Returning to Activity Following Treatment
You will want to be especially careful about returning to activity for the first month following surgery. During the first week, limit your activity to sitting, car rides, and easy walking. You should not bend at the waist, nor should you stoop or twist. If you need to bend over, do so by bending at the knees rather than the back. Only sit in firm, upright chairs that do not allow your posture to curve or slump. Avoid lifting even small items, and, when absolutely necessary, hold such items close to your body. For the first month you will be advised not to garden or do housework. Jogging is definitely off-limits. Your doctor or nurse should also explain how to get out of bed in order to put a minimum of stress on your spine.
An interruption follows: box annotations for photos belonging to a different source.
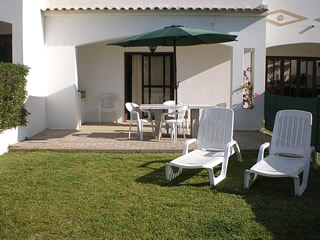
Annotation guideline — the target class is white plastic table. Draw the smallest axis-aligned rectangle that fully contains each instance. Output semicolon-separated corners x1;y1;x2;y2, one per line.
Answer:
140;104;186;138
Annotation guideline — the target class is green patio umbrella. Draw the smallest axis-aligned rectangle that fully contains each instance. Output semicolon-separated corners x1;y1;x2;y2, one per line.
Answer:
107;25;237;104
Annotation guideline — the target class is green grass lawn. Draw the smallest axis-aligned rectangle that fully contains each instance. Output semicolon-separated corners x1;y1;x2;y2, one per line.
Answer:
0;152;320;239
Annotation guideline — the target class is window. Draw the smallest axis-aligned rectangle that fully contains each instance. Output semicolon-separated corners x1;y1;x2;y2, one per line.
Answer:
0;34;12;62
265;57;320;98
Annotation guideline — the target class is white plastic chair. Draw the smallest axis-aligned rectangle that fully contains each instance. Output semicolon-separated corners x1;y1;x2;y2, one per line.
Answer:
159;106;188;142
166;108;242;186
98;93;117;123
163;100;189;134
125;102;154;140
244;110;316;196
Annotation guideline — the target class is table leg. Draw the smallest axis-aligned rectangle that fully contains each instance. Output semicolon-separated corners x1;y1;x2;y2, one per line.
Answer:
154;109;163;139
191;109;200;138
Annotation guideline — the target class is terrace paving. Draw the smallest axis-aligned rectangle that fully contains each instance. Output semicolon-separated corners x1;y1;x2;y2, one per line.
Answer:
9;122;270;153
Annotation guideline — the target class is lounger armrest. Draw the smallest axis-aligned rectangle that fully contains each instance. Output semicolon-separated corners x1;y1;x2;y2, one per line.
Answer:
310;146;318;169
224;140;237;159
257;142;270;162
182;138;197;155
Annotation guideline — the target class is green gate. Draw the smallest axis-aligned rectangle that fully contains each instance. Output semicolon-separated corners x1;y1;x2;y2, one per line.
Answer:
264;92;320;152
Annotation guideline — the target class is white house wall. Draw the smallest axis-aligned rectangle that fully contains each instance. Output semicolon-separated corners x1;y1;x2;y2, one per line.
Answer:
46;0;263;9
45;11;265;129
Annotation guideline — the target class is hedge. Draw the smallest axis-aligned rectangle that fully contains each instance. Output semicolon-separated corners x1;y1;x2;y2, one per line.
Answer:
0;62;29;133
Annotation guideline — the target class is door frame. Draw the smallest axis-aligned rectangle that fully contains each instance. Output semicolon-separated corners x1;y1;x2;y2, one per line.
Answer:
124;52;176;120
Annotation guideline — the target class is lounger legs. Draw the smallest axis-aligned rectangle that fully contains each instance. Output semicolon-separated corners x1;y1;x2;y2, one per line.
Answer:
166;163;183;181
208;168;226;186
234;143;243;162
244;170;258;189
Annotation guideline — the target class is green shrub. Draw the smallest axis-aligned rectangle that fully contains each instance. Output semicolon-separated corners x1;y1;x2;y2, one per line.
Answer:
0;62;29;133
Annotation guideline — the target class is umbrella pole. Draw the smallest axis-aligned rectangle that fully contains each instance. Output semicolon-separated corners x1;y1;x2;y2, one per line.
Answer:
173;41;179;105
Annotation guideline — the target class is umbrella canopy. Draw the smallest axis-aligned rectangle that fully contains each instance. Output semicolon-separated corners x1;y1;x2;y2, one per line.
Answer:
108;25;237;104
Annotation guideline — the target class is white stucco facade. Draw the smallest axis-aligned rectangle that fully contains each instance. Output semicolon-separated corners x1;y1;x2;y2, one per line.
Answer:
0;0;320;152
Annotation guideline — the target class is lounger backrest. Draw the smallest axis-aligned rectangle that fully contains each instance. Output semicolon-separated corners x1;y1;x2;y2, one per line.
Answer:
197;108;234;149
270;110;312;156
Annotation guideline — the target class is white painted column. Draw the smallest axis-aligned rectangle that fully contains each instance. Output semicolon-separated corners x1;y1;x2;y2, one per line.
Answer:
46;46;79;129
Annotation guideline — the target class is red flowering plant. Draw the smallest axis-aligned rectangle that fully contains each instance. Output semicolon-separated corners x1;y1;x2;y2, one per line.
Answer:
242;67;259;109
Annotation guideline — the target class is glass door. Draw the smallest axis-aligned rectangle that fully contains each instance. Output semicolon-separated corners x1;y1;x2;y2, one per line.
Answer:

Once your doctor has given you the all-clear, you should gradually ease back into activity a little at a time. For example, you can take a short walk with lots of rest. Do this every day, and you can extend the distance just a bit day after day.
Living With Spinal Stenosis Without Surgery
There are many reasons why surgery may not be the best option for you. You may have a preexisting condition that makes surgery more risky than usual, your disorder may not have progressed to the point of needing surgery, or you may have a type or level of severity that would be poorly treated through surgical processes. Whatever the reason, it’s important to know that there are ways to relieve your pain and dysfunction without surgery.
Proper posture is always a good idea, but with lumbar spinal stenosis it takes on a whole new importance. Observing good posture comes down to paying attention to maintaining the alignment of your spine, whether standing, sitting, or lying down. This helps your back maintain your weight more evenly, and can help prevent various injuries to your vertebrae. Learning how to bend and lift with a minimum of back strain is also helpful for avoiding further injury.
In addition to paying attention to posture, physical therapy can help you get moving again. A qualified physical therapist can offer insight into the best ways to lift, walk, and carry yourself, and teach you to strengthen your back and corresponding muscle groups so that you can live with less discomfort.
Lowering Your Risk
Osteoarthritis causes lumbar spinal stenosis, and almost everyone has osteoarthritis—arthritis of the bone—in their back by the time they turn 50. So preventing the disorder is really not an option, as it results from the natural, degenerative aging process.
However there are steps you can take that may help keep your risk lower. These general tips to keep your vertebrae in good working order may be beneficial at lowering your risk of lumbar spinal stenosis:
- Practice proper posture
- Avoid gaining excess weight
- Make exercise part of your regular routine
By following these tips, you will give yourself a stronger back that carries a lighter, better-distributed burden. And that could help preserve your health into the future.